# free 75 gallon.



## mamospreng (Apr 26, 2011)

K first off let me start off by saying everyone here has saved me countless fish and money.

Im getting a free 75 gallon and have talked my parents into letting me put it in the living room because I ran put of room in my bedroom...ooops

This is actually going to be their tank and they want it all to be cheap. And i'm doing all the work. Not sure what else id coming with the tank but I know a few things. They will be doing a fishless cycle and I can use media from my other two tanks. First can someone give me a link to good step by step foot using other media and cycling? And how long it will take ( they will be antsy for fish). They will also like the maintenance to be as minimal as possible for a cichlid tank ae water changes substrate filtration ect. As I am moving out soon and don't want to leave them a huge work load.

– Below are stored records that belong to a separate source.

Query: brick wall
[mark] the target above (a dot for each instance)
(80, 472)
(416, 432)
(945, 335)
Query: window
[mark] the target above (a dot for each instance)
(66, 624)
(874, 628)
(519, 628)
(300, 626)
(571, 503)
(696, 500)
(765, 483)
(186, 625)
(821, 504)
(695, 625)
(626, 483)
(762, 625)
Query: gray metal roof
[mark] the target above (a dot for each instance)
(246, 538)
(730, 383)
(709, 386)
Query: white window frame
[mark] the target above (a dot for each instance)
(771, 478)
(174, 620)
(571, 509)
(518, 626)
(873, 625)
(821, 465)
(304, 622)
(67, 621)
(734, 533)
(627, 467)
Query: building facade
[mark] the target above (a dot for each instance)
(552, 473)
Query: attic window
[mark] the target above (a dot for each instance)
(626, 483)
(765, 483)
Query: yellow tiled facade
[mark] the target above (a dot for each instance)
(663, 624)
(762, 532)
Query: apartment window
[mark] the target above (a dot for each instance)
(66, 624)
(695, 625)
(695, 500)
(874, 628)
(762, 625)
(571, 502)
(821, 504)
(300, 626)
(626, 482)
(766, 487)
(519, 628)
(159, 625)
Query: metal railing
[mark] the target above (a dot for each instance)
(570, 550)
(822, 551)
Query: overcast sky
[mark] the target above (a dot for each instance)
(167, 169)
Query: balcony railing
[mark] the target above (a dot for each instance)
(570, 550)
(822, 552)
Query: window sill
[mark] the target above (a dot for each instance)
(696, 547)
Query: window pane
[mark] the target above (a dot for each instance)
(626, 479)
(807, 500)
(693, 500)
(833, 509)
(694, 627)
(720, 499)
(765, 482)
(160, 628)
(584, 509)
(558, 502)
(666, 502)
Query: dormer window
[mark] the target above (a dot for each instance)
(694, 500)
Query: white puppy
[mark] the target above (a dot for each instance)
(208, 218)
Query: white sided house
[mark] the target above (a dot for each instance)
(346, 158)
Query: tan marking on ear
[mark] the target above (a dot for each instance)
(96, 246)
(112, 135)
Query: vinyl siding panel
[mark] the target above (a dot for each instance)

The other thing I would like help with is stocking. I know my dad wantslarger cichlids and my mom wants lots of movement and as many as she can get. This is all going to be in a long period of time as I haven't gotten the tank yet. So plenty of time fortalking this through and doing it right. I know we can meet all these perameters and come out with a beautiful 75 gallon.

Thank you, and looking forward to replys.


----------



## mamospreng (Apr 26, 2011)

Longest i've waited for reply... Nobody has a link to seeding a tank? Out stocking options?


----------



## ridley25 (Jan 5, 2008)

If your parents will be handling most of the work I would lean towards milder fish that won't require rehoming due to aggression.

Do you/they have a preference for the kinds of cichlids? Malawi? Tanganyikan? South American?

As for combining a fishless cycle with seeded material, I'll let someone else ring in...

kevin


----------



## ridley25 (Jan 5, 2008)

Ah, what the heck; I'll offer a stocking suggestion on a Malawi mbuna set up since that's where I'm most experienced.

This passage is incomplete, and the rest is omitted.